To take this opportunity to correct a mistaken impression many seem to have, I do NOT hate belt-drives, any more than I hate science! It is many scien-TISTS I take exception to, I have total faith in science...assuming no rules of evidence or logic are being broken, and that the pronouncements/authority of scien-TISTS don't supersede the evidence or logic of science (as is often the case today); just as I take exception to many fanatical belt-drivers (which only three years ago meant 99.999% of ALL turntable users). People are a thin-skinned lot: if you say a thing is GOOD; then they take it to mean the other thing is consequently BAD and take offense. Again nowhere have I ever written belt-drives cannot make music or are BAD, only that idlers are incredibly GOOD, to me it is simply a matter of which is the superior system, period.
So, there are some belt-drives and belt-drive designers I admire, who think outside the box, as it were. I LOVE the humble AR-XA and if I were forced to live with one for the rest of my life, then I'd happily do so, and mod it to accept a Mayware and mount as Decca to that (a Totality which is mind-boggling). A brilliant design, one of the best suspended 'tables ever made, the suspension really works!

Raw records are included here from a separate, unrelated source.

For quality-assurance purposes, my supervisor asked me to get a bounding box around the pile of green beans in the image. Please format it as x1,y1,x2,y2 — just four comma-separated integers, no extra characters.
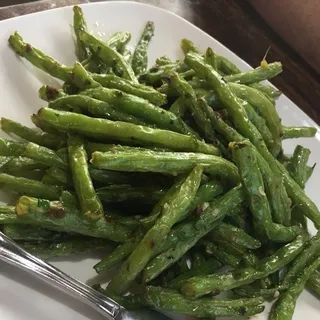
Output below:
0,6,320,320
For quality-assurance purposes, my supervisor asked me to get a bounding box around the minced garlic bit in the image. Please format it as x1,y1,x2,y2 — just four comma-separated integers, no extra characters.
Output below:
260,46,271,68
201,202,209,211
259,186,266,196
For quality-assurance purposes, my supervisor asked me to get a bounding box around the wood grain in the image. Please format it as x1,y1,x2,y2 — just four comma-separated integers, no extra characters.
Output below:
0,0,320,124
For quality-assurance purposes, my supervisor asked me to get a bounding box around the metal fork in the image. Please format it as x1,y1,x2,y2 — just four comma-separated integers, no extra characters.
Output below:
0,232,170,320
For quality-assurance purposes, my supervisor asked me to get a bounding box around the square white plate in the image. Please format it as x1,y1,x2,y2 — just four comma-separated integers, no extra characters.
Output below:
0,2,320,320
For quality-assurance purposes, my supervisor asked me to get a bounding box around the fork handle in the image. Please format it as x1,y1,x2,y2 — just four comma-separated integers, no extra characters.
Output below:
0,232,122,320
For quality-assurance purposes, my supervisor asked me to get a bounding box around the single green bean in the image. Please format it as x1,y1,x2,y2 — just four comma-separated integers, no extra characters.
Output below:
39,85,66,102
281,231,320,287
106,31,131,53
48,95,148,125
229,83,282,156
307,270,320,296
1,118,65,149
73,6,90,61
80,30,137,82
224,62,282,85
170,73,216,142
290,145,311,189
68,136,104,220
81,88,194,134
91,150,238,182
131,21,154,76
0,173,62,200
282,127,317,139
91,74,167,106
1,157,48,174
0,139,67,168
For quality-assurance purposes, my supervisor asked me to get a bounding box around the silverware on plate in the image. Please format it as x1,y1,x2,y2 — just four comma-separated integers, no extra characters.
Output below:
0,232,170,320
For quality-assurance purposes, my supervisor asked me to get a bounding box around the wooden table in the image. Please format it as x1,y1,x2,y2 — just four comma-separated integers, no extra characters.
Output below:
0,0,320,124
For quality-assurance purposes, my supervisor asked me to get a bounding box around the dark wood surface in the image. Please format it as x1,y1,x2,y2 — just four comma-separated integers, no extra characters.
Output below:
0,0,320,124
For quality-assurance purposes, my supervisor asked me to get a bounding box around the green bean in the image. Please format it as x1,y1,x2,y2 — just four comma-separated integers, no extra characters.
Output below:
68,136,104,220
10,192,131,242
46,167,73,187
202,100,291,226
145,286,264,318
81,88,190,134
210,222,261,249
143,187,244,282
92,284,150,310
181,234,307,299
205,48,241,75
19,237,108,260
91,74,167,106
48,95,148,125
170,73,217,142
169,97,187,118
108,166,203,294
181,39,199,54
205,240,242,268
242,100,274,151
290,145,311,189
139,62,191,87
94,180,183,273
224,62,282,84
0,205,17,225
281,231,320,287
80,31,137,82
91,150,238,182
0,139,67,168
1,118,65,149
39,85,66,102
1,157,48,175
269,258,320,320
72,62,101,90
73,6,90,61
169,258,222,290
229,83,282,156
250,83,282,99
131,21,154,76
156,56,172,66
307,270,320,296
37,108,219,154
106,31,131,53
9,32,72,82
282,127,317,139
93,228,145,274
191,248,206,269
30,114,67,136
97,185,165,204
0,224,73,241
0,173,62,200
231,142,299,242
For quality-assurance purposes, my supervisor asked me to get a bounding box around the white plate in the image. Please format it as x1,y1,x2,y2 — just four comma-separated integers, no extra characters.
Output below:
0,2,320,320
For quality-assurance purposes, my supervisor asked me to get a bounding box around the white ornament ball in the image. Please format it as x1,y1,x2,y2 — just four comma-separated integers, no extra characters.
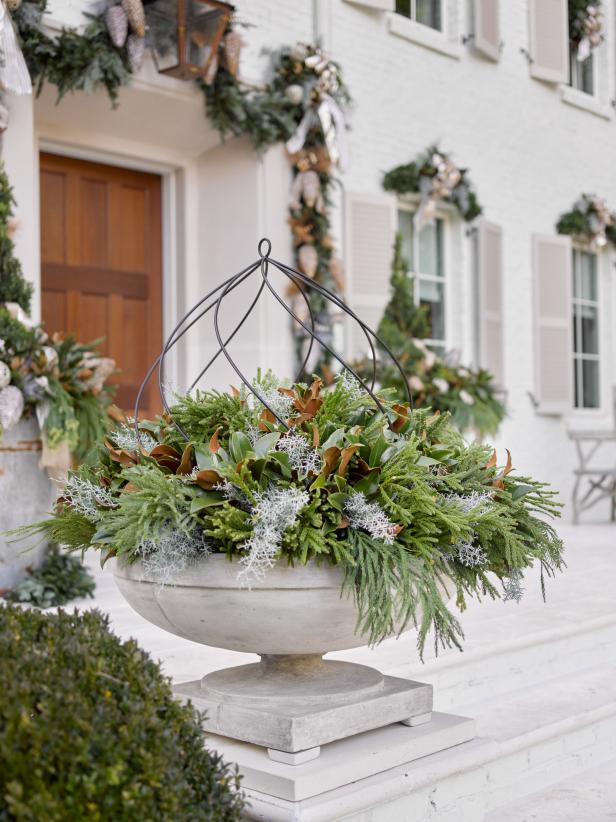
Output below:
285,83,304,106
0,362,11,388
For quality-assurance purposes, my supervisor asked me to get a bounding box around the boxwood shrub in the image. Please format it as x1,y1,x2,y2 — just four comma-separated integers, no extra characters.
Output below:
0,605,243,822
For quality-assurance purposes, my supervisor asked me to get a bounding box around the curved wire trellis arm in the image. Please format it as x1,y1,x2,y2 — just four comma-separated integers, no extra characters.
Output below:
134,260,261,443
282,260,376,391
158,263,259,422
188,272,265,392
214,256,290,431
263,259,387,416
270,258,413,408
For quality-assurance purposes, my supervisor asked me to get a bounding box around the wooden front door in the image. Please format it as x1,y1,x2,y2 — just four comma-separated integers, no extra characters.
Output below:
40,154,162,414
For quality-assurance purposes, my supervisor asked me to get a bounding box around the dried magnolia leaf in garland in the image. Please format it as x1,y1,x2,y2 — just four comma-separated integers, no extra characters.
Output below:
105,6,128,49
122,0,145,37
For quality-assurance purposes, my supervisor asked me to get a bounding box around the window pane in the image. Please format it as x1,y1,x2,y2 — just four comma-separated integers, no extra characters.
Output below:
419,280,445,340
577,305,599,354
398,211,413,270
580,360,600,408
419,220,443,277
416,0,441,31
580,251,597,300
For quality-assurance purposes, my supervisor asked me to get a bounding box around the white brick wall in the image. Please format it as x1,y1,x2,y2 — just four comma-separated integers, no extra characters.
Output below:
5,0,616,515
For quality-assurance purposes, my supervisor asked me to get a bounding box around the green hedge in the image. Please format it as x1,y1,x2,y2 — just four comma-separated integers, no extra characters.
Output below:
0,605,243,822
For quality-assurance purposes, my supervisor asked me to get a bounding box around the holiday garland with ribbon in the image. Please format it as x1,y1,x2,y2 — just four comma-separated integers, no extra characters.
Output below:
383,145,482,225
568,0,603,62
354,235,505,436
556,194,616,250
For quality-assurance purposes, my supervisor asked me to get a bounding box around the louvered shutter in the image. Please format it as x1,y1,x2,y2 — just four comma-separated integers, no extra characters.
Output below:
346,0,396,11
473,0,500,60
533,236,573,414
529,0,569,83
346,192,396,357
477,220,504,387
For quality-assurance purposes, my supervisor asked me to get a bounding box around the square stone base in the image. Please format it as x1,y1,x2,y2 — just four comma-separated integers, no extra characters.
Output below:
208,713,475,804
174,676,432,766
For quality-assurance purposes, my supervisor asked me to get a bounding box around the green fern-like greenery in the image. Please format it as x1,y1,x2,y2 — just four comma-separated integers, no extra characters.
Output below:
21,374,563,652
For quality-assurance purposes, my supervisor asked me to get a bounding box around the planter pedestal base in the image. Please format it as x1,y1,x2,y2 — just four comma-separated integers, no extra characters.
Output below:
174,655,432,765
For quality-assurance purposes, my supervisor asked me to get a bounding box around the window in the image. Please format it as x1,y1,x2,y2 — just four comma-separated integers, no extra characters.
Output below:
572,249,601,408
569,49,595,95
398,209,446,355
396,0,443,31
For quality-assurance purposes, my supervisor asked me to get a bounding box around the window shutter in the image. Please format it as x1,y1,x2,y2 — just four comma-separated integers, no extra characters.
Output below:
533,235,573,414
345,192,396,357
473,0,500,60
346,0,396,11
477,220,504,387
529,0,569,83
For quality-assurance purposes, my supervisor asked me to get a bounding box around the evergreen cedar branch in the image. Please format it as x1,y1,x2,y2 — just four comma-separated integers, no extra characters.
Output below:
22,375,562,651
353,234,505,435
383,145,483,222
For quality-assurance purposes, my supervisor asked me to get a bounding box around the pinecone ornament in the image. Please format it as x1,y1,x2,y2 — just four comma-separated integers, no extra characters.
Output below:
297,245,319,279
126,34,145,74
105,6,128,49
224,31,242,77
122,0,145,37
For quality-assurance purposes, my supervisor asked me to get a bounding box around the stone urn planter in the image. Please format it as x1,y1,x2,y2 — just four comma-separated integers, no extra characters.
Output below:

Bill Firebaugh's Well Tempered record player is brilliant, truly original thinking and effective design, don't be surprised anyone if some day I buy one for my collection, out of admiration for the design. Another brilliant design was and is the Roksan record player, with its brilliant solution to speed stability and stylus drag: a motor which rotates about its axis, held in place by a spring to prevent the belt from stretching and then contracting! I've heard them and admire them, and if I were a belt-driver I would have owned one, had I not stumbled on the little SP-25 first. Then of course, the fabulous Maplenoll: what could this design not conquer were it to hit the market today?!? Imagine, a turntable which sold rather cheaply with an air-bearing tonearm AND an air-bearing platter!!! Now in my experience this 'table had dynamics, PRaT and bass and SLAM coming out the ass. There are a couple of designs now on the market I will likely buy in future, on that thoretical day I have money to burn on pure indulgence. One is the Opus Continuo 'table from Scandinavia, and there are others.
The problem is, the fundamental assumption on which all these designs were founded was and is incorrect. In fact, if many of the Sacred Cows of Western Science were investigated, we would discover they are indeed built on at least one of these unexamined assumptions, and in many cases a whole host of assumptions piled up one on top if the other like a house of cards. With respect to vinyl, the designers trusted the research/conclusions which had gone before, and built for the prevailing paradigm: that the belt-drive was superior. Ay, THERE's the rub.
Anyway, for the moment I am having great fun restoring an Elac record-changer, an idler-wheel drive of course. These are great machines, very well-built, and I actually used one as my main machine a few years back, and laughed every time the record player turned itself off, and sometimes - GASP! - I even stacked records on it and let them fall one after the other while I relaxed on the Listening Couch, Yippeee!! I think I'll mount a decent cartridge on it, and take it out and play Crush the Belt-Drive. Lighter than my Lenco too :-).